И чем сильнее сверлили острые глаза, стараясь внушить, напугать, тем сильнее росло во мне внутреннее противодействие. Напряжение дошло до крайних пределов.
– Я вам ничего не скажу, даже если бы вы арестовали, пытали меня, пока вы не дадите мне честное слово, что вы этого человека не тронете,
– А чем он занимается? Где он сейчас?
Я молчала. Допрос продолжался около часа.
Наконец я встала, собираясь уходить.
– Подождите!
Менжинский с минуту колебался.
– Он активно участвовал, сражался против Красной Армии?
– Нет.
– Извольте, я даю вам слово, что я его не трону.
– Не посадите в тюрьму, не сошлете, не казните?
– Нет.
Я назвала фамилию писателя. Менжинский эту фамилию знал.
– Где он?
– В Москве.
– Скажите ему, чтобы он завтра ко мне явился.
– Хорошо.
Он написал пропуск и подал мне.
Менжинский сдержал слово. Писатель получил бумаги, остался жить в Москве и стал заниматься своей литературной деятельностью.
"Религия - опиум для народа"
Мы все - дети, музейные работники, учителя, крестьяне - жили двойной жизнью годами. Одна жизнь - официальная, в угоду правительству, другая - своя, которая попиралась и которую мы скрывали в глубине своего существа. Даже дети научились фальшивить.
Учитель обществоведения, по долгу своей службы, на собраниях в совете, в школе, на митингах, днем громил религию, кощунствовал, а ночью пел молитвы.
Чтобы забыться, заглушить в себе голос, подсознательно поющий молитвы, учитель все с большим и большим жаром отдается работе и в горячке деятельности сам не замечает того, что он все больше и больше подлаживается и теряет то свое настоящее, что было в нем. Он с подобострастной улыбкой встречает ничтожного комсомольца или члена партии, лебезит перед ним, и в своей угодливости, в безумном страхе перед возможностью преследования, потери должности он все больше и больше становится ничтожеством.
В первой ступени ребятам не хочется петь "Интернационал", и они упрекают учительницу за то, что она заставила их это делать. Во второй ступени, на вопрос заместителя наркома по просвещению Эпштейна, ходят ли они в церковь, ребята разражаются бурным смехом, а вместе с тем я почти уверена, что многие из них ходили в церковь и изводили учителей вопросами о вере, Боге и т. п.
В школе были убежденные атеисты, но были и верующие.
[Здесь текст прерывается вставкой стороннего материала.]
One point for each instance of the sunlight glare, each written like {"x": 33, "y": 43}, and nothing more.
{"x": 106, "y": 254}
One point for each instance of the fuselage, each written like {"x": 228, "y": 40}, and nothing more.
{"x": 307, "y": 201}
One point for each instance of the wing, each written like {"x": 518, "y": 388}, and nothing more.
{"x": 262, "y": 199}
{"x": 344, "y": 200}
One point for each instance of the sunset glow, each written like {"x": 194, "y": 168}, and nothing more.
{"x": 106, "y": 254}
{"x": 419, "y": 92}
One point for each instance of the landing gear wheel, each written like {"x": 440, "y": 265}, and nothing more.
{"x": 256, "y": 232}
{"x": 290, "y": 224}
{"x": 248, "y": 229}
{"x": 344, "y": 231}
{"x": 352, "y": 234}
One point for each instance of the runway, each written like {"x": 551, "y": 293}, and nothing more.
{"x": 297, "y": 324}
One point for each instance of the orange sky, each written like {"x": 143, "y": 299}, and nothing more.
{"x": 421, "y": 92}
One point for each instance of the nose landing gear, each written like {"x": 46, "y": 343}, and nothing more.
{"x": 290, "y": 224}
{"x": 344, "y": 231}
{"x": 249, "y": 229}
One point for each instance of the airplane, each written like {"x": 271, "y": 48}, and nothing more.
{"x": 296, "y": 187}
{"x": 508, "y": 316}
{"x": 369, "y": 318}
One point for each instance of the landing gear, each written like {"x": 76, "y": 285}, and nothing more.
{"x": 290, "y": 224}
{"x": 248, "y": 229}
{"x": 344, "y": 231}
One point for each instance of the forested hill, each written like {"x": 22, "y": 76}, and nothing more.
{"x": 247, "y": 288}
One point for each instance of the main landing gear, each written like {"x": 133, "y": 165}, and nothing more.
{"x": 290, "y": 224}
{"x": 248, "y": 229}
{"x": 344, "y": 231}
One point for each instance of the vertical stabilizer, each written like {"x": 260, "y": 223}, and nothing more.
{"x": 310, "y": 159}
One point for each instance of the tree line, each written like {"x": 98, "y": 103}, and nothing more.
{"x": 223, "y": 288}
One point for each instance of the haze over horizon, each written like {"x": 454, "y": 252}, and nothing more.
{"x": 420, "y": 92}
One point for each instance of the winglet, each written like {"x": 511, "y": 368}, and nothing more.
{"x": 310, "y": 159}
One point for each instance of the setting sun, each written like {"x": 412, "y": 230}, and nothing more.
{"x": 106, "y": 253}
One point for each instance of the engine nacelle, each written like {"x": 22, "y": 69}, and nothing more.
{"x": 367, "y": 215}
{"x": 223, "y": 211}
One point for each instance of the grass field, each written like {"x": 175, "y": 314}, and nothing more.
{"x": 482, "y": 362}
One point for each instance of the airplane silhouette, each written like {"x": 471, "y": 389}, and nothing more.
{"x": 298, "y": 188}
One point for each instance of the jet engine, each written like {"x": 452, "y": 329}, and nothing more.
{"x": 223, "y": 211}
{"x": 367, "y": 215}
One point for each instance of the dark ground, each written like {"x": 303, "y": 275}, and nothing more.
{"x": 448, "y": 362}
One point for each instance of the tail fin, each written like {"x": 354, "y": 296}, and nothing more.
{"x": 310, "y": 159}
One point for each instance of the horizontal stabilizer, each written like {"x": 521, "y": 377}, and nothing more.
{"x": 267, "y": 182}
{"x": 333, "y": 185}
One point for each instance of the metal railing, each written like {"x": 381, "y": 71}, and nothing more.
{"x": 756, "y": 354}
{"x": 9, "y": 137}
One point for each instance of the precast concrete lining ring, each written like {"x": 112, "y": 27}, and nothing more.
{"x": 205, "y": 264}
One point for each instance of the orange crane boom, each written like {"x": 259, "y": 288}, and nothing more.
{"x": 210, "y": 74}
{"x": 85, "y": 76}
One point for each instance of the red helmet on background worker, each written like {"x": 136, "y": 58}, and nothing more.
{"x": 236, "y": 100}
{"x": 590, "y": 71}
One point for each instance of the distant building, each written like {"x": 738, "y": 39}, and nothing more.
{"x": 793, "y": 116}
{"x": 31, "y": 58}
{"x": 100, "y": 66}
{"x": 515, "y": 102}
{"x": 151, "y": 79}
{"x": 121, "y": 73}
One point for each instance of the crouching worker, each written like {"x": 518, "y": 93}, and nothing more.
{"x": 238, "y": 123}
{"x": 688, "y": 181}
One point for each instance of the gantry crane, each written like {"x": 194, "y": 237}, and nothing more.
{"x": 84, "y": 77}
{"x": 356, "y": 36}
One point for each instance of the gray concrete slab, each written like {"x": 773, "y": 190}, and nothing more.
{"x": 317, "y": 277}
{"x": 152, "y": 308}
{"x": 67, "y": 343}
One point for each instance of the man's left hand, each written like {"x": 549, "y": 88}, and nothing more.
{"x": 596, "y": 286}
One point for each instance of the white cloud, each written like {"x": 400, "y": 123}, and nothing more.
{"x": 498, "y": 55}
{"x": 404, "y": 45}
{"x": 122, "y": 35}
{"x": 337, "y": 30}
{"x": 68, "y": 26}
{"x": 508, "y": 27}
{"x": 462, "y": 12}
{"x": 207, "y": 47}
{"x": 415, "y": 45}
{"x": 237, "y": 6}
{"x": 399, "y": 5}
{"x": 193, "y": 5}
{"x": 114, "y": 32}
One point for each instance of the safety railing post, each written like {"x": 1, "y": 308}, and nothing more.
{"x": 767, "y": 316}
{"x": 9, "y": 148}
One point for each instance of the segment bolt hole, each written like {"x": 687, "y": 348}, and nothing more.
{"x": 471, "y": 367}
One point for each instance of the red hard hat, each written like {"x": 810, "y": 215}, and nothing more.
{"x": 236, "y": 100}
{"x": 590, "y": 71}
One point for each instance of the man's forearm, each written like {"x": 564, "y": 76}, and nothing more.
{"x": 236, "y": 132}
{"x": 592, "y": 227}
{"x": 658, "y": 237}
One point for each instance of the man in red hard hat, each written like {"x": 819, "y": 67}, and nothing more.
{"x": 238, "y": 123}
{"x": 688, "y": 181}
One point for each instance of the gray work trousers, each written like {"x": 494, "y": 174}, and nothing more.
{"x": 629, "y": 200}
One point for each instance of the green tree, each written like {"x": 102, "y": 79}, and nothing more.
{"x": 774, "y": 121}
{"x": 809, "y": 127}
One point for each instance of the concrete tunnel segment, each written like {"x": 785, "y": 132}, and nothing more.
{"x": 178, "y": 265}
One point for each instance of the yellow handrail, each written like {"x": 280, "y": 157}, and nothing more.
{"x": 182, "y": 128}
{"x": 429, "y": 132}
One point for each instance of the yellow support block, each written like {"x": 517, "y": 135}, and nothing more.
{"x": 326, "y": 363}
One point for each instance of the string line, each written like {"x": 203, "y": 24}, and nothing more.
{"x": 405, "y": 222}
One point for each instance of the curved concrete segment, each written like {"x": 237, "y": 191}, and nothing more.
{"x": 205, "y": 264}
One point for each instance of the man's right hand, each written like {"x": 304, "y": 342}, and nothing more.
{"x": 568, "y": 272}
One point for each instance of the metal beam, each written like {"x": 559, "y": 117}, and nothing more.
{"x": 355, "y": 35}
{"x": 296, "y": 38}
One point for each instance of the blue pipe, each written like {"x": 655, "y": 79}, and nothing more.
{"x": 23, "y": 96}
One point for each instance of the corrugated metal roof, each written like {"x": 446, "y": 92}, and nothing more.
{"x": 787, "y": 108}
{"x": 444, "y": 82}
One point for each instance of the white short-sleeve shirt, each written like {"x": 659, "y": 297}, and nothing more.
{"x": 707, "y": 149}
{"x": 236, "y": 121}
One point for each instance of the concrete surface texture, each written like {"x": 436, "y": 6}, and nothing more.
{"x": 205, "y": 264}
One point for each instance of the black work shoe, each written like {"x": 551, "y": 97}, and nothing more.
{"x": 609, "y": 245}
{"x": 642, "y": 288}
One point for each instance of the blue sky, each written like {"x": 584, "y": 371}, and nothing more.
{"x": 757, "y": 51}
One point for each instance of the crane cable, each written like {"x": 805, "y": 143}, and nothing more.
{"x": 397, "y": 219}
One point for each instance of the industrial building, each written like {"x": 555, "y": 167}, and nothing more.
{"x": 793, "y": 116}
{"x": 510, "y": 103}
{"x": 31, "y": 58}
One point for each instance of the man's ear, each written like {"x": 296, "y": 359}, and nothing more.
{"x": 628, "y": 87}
Каким-то чутьем ребята угадывали, кто из них верит в Бога, и они нередко ставили учителей в трудные положения.
Помню, однажды, во время одного из своих посещений телятеньской школы первой ступени, я услыхала страшный шум в третьей группе. Я вошла. Среди класса стоял совершенно растерянный учитель, Петр Николаевич Галкин. Ученики же кричали, требовали...
– Александра Львовна, как хорошо, что вы пришли!
– сказал учитель. Пожалуйста, скажите им, есть ли Бог или нет.
– Ну конечно, есть, ребята!
– сказала я.
– Ну, что мы ему говорили!
– загалдели вдруг ребята.
– А вот он, - и один из мальчиков указал на пионера с красной повязкой вокруг шеи, - говорит, что Бога нет!